維新が“本拠地”の大阪だけでなく、全国で存在感を示した。41道府県議選で、改選前の57議席から124議席に倍増。前回議席を得た5府県に加え、13道県で新たに議席を獲得した。非改選の茨城、東京を加えると、20都道府県議会に議席を持つことに。大阪府・市の両議会でも過半数を得た。
大躍進を受けて、藤田文武幹事長は「全国政党化という次なるステージに向けて、大きな一歩を踏み出せた」と手応えを強調した。強気の発言は、保守分裂という理由があったとはいえ、公認候補が奈良県知事選で首長として大阪府外初の当選を果たし、全国進出の足掛かりを得たことが大きい。
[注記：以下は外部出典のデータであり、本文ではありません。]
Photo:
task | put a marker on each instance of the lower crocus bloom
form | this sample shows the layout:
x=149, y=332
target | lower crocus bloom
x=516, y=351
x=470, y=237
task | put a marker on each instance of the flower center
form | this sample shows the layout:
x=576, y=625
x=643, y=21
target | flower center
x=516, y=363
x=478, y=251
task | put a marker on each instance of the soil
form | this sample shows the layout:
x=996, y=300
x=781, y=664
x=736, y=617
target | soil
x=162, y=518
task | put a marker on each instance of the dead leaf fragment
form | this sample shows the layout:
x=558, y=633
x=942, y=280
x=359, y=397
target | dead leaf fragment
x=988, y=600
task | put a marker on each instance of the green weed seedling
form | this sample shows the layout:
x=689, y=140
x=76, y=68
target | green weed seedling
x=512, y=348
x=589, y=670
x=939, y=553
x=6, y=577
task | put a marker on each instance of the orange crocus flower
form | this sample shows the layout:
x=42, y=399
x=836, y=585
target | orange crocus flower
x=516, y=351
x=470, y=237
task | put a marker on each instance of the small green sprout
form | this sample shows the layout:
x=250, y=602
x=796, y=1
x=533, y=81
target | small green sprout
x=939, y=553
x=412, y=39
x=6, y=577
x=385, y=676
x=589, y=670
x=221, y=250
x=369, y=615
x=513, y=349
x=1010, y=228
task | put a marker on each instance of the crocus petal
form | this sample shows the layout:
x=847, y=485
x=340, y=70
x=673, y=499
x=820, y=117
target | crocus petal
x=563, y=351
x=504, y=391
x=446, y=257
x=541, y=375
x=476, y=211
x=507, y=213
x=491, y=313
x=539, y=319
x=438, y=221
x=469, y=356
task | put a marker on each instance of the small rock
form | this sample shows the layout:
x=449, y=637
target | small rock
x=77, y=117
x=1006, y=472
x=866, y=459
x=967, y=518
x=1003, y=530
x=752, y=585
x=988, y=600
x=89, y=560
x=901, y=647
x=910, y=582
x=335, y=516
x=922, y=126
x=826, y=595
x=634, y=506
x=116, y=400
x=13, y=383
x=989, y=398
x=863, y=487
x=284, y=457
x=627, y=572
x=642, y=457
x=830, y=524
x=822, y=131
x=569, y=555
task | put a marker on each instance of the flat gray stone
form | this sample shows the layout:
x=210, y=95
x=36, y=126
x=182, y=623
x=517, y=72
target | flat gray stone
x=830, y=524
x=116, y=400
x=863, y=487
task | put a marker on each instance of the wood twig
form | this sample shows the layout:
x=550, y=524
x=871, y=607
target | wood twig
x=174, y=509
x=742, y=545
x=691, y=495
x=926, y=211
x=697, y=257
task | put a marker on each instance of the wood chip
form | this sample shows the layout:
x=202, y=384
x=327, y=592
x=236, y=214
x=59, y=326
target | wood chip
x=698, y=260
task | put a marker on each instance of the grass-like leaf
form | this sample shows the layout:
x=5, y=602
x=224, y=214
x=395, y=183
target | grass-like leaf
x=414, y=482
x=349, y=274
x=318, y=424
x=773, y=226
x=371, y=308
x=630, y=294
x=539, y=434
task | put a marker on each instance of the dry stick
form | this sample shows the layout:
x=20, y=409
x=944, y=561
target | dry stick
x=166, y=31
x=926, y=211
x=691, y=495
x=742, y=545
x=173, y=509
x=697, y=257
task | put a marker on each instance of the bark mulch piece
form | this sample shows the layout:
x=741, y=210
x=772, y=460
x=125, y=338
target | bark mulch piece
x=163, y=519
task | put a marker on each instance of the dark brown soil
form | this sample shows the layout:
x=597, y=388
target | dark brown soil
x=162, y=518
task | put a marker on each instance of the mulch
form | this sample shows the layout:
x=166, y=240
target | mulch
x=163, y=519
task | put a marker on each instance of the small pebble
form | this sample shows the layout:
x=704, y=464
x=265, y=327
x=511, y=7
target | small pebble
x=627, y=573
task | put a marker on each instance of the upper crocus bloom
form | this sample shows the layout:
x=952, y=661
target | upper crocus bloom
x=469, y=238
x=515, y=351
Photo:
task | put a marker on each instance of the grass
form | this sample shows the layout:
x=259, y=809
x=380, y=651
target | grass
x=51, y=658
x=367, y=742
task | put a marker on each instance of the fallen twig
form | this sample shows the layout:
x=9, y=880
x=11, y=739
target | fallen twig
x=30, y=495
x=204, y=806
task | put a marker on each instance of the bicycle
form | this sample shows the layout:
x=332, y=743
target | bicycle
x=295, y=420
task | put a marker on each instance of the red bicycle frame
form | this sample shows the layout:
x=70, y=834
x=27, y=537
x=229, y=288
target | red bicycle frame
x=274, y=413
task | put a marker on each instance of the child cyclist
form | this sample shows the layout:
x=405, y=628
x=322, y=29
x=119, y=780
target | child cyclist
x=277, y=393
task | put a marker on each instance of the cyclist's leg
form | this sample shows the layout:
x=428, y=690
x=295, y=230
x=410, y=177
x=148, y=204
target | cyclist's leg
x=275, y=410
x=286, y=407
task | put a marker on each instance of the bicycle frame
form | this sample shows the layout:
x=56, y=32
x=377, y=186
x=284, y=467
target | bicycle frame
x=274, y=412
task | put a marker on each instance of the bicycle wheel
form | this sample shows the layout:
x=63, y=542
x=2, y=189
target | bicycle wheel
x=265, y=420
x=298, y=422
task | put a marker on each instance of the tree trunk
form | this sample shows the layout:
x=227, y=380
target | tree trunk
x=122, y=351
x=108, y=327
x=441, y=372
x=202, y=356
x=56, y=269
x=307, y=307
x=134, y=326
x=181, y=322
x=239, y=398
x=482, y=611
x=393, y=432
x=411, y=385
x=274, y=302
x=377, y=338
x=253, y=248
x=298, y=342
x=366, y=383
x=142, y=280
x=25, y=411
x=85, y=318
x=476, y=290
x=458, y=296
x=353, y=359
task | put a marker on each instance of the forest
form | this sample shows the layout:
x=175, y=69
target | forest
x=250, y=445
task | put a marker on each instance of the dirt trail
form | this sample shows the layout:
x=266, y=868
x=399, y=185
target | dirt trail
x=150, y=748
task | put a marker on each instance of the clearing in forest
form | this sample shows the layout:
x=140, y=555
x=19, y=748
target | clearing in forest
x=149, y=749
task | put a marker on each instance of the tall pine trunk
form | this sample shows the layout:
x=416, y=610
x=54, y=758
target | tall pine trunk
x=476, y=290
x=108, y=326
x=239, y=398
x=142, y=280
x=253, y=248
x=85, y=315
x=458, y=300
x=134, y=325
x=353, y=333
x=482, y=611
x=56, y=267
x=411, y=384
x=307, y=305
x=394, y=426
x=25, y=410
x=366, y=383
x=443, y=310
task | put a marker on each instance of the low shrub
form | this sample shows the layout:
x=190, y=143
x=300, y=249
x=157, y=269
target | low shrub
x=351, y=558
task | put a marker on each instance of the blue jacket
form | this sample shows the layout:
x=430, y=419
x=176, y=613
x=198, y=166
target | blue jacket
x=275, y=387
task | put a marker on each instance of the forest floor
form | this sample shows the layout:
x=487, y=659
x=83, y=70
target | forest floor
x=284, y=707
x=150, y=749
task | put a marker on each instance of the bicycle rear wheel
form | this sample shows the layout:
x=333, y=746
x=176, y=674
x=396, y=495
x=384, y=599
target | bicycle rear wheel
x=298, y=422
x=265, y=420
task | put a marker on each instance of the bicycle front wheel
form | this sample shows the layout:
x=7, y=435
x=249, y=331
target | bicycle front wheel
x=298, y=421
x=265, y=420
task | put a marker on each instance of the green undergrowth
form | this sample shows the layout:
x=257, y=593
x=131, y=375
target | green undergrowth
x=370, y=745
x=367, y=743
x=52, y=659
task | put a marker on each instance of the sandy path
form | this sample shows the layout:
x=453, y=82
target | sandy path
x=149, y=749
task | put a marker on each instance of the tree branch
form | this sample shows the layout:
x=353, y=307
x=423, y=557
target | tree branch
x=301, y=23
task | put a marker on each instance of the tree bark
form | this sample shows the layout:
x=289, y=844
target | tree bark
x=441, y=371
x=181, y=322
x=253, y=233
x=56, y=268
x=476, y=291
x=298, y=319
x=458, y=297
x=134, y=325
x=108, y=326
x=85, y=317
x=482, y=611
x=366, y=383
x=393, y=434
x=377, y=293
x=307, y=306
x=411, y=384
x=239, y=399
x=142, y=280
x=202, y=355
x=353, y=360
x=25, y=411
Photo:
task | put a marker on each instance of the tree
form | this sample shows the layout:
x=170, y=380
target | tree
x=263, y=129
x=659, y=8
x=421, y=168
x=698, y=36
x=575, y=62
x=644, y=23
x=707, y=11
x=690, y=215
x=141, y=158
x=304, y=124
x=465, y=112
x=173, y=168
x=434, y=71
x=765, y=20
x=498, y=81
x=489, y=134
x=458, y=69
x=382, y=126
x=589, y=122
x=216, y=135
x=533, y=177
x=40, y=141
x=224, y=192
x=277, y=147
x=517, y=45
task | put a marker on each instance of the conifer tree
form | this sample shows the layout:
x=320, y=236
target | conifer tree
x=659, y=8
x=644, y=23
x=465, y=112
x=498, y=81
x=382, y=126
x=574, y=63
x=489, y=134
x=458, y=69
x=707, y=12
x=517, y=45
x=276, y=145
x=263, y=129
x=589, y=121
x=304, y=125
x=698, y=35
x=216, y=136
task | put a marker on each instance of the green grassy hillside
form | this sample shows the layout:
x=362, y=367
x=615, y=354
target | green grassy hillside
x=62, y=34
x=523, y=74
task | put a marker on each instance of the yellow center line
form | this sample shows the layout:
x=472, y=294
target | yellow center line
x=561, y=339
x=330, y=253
吉村氏も「勝利」から一夜明けたこの日の会見で、次期衆院選に向けて党勢拡大のための公明との激突をにおわせた。現職がいる大阪府と兵庫県の計6選挙区に候補を擁立する可能性に言及。「選択肢を示すのが原則だ」と語った。
維新は大阪市を廃止して特別区を置く都構想実現への協力を得るため、衆院選で公明との対決を回避してきた。6選挙区の候補擁立に関し吉村氏は「最終決定はしていない」とし、今後、馬場伸幸代表と協議するとした。
11日には衆院4補選が告示される。岸本周平前衆院議員の知事転身により実施される和歌山1区(和歌山市)では、自民から岸本氏に選挙区で4回連続敗れた元衆院議員が出馬するのに対し、維新は元和歌山市議を擁立。野党候補が乱立する千葉5区(市川市の一部、浦安市)でも、維新は候補擁立の意向を示している。統一地方選前半の勢いを得て、国政でも“風”を吹かすことができるかが注目される。